Invert Binary Tree
Question
- leetcode: Invert Binary Tree | LeetCode OJ
- lintcode: (175) Invert Binary Tree
Invert a binary tree.
Example
1 1
/ \ / \
2 3 => 3 2
/ \
4 4
Challenge
Do it in recursion is acceptable, can you do it without recursion?
題解1 - Recursive
二元樹的題用遞迴的思想求解自然是最容易的,此題要求爲交換左右子節點,故遞迴交換即可。
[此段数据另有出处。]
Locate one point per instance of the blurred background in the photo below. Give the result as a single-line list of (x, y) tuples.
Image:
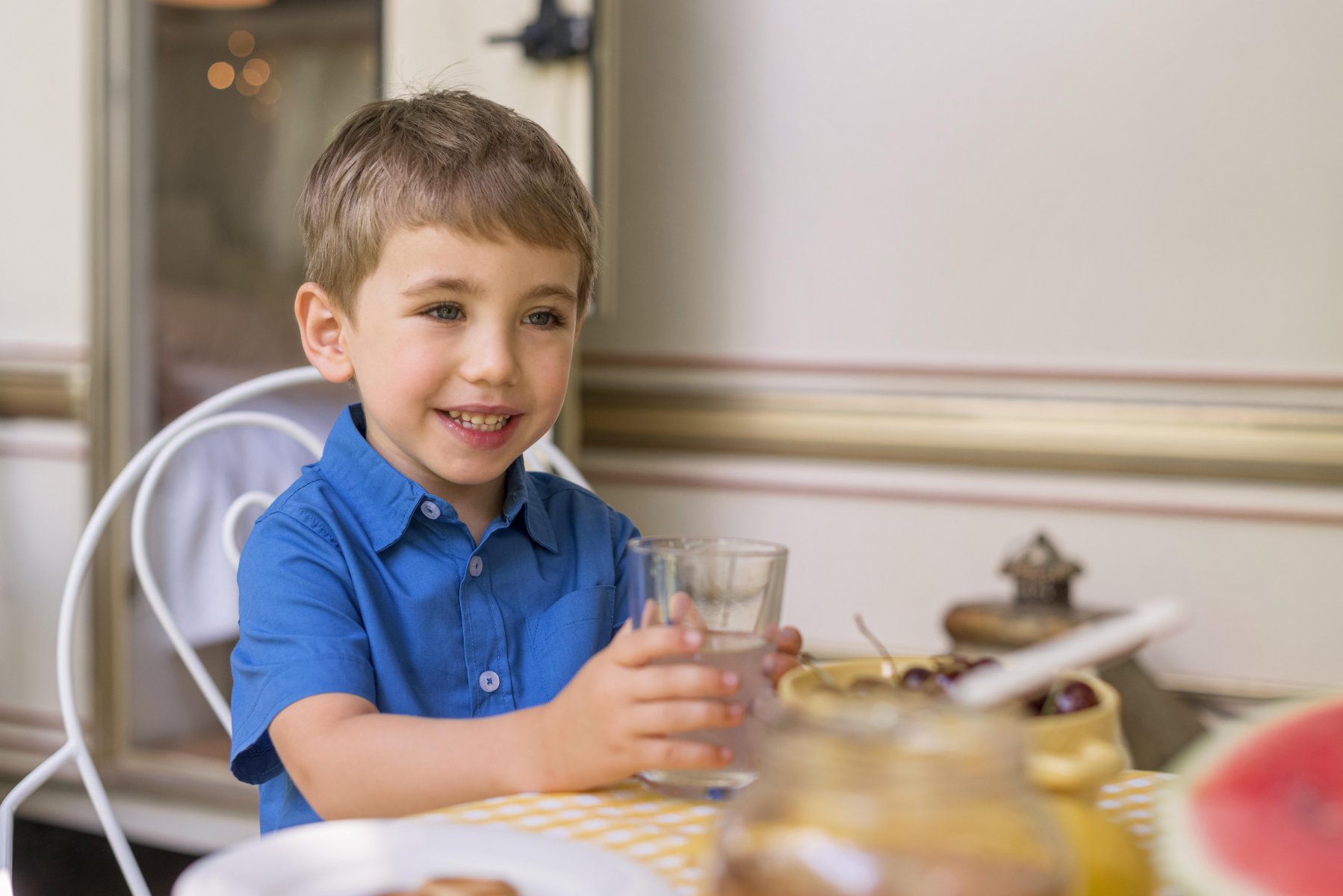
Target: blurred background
[(899, 285)]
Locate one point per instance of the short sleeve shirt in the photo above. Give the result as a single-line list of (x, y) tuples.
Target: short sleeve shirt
[(356, 581)]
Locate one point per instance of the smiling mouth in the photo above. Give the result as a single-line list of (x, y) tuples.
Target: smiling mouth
[(481, 422)]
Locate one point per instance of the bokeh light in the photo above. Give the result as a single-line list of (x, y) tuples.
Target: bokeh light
[(220, 75), (241, 43), (257, 72)]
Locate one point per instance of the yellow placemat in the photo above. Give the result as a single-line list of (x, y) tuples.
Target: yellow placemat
[(674, 837)]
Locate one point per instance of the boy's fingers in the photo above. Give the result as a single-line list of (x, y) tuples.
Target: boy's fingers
[(651, 615), (678, 716), (786, 640), (684, 680), (644, 645)]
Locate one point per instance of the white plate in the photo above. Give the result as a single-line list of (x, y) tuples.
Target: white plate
[(372, 857)]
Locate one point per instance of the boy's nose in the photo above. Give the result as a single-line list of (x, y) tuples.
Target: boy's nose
[(491, 358)]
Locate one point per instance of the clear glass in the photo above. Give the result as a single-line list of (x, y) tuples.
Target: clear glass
[(732, 588), (885, 802)]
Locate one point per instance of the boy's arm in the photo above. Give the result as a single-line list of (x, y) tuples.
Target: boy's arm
[(609, 722)]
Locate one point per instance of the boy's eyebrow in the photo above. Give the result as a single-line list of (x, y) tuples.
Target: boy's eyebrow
[(471, 287), (556, 290), (444, 285)]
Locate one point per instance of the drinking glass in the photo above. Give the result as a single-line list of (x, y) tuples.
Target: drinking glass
[(733, 590)]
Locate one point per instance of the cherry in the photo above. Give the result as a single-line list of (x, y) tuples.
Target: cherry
[(915, 677), (1075, 696)]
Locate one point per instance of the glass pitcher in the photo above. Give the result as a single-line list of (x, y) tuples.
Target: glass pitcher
[(873, 800)]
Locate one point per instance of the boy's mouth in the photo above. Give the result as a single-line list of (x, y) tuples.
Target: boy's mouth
[(481, 422)]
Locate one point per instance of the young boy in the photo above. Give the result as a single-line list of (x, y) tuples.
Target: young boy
[(424, 622)]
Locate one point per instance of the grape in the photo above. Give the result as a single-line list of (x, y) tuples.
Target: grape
[(915, 677), (1075, 696)]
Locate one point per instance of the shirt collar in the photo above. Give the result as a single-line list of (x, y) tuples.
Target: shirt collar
[(385, 500)]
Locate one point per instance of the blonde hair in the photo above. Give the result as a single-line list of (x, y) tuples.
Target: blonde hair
[(439, 158)]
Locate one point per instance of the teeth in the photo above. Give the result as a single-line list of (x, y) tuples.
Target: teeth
[(483, 422)]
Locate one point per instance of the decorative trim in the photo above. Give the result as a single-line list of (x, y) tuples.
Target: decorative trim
[(599, 476), (42, 354), (1190, 441), (31, 718), (60, 394), (1295, 379)]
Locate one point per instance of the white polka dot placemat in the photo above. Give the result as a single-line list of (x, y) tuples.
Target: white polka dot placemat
[(674, 837)]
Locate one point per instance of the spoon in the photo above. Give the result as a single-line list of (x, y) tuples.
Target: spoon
[(1032, 669)]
具體實現可分返回值爲NULL
或者二元樹節點兩種情況,返回值爲節點的情況理解起來相對不那麼直觀一些。
C++ - return void
/**
* Definition of TreeNode:
* class TreeNode {
* public:
* int val;
* TreeNode *left, *right;
* TreeNode(int val) {
* this->val = val;
* this->left = this->right = NULL;
* }
* };
*/
class Solution {
public:
/**
* @param root: a TreeNode, the root of the binary tree
* @return: nothing
*/
void invertBinaryTree(TreeNode *root) {
if (root == NULL) return;
swap(root->left, root->right);
invertBinaryTree(root->left);
invertBinaryTree(root->right);
}
};
C++ - return TreeNode *
/**
* Definition for a binary tree node.
* struct TreeNode {
* int val;
* TreeNode *left;
* TreeNode *right;
* TreeNode(int x) : val(x), left(NULL), right(NULL) {}
* };
*/
class Solution {
public:
TreeNode* invertTree(TreeNode* root) {
if (root == NULL) return NULL;
TreeNode *temp = root->left;
root->left = invertTree(root->right);
root->right = invertTree(temp);
return root;
}
};
源碼分析
分三塊實現,首先是節點爲空的情況,然後交換左右節點,最後遞迴調用,遞迴調用的正確性可通過畫圖理解。
複雜度分析
每個節點遍歷一次,時間複雜度爲 O(n), 使用了臨時變數,空間複雜度爲 O(1).
題解2 - Iterative
遞迴的實現非常簡單,那麼非遞迴的如何實現呢?如果將遞迴改寫成 stack 的實現,那麼簡單來講就需要兩個 stack 了,稍顯複雜。其實仔細觀察此題可發現使用 level-order 的遍歷次序也可實現。即從根節點開始進入隊列 queue,交換左右節點,並將非空的左右子節點進入隊列,從隊列中取出節點,交換之,直至隊列爲空。
C++
/**
* Definition of TreeNode:
* class TreeNode {
* public:
* int val;
* TreeNode *left, *right;
* TreeNode(int val) {
* this->val = val;
* this->left = this->right = NULL;
* }
* };
*/
class Solution {
public:
/**
* @param root: a TreeNode, the root of the binary tree
* @return: nothing
*/
void invertBinaryTree(TreeNode *root) {
if (root == NULL) return;
queue<TreeNode*> q;
q.push(root);
while (!q.empty()) {
// pop out the front node
TreeNode *node = q.front();
q.pop();
// swap between left and right pointer
swap(node->left, node->right);
// push non-NULL node
if (node->left != NULL) q.push(node->left);
if (node->right != NULL) q.push(node->right);
}
}
};
源碼分析
交換左右指針後需要判斷子節點是否非空,僅入隊非空子節點。
複雜度分析
遍歷每一個節點,時間複雜度爲 O(n), 使用了隊列,最多存儲最下一層子節點數目,最多只有總節點數的一半,故最壞情況下 O(n).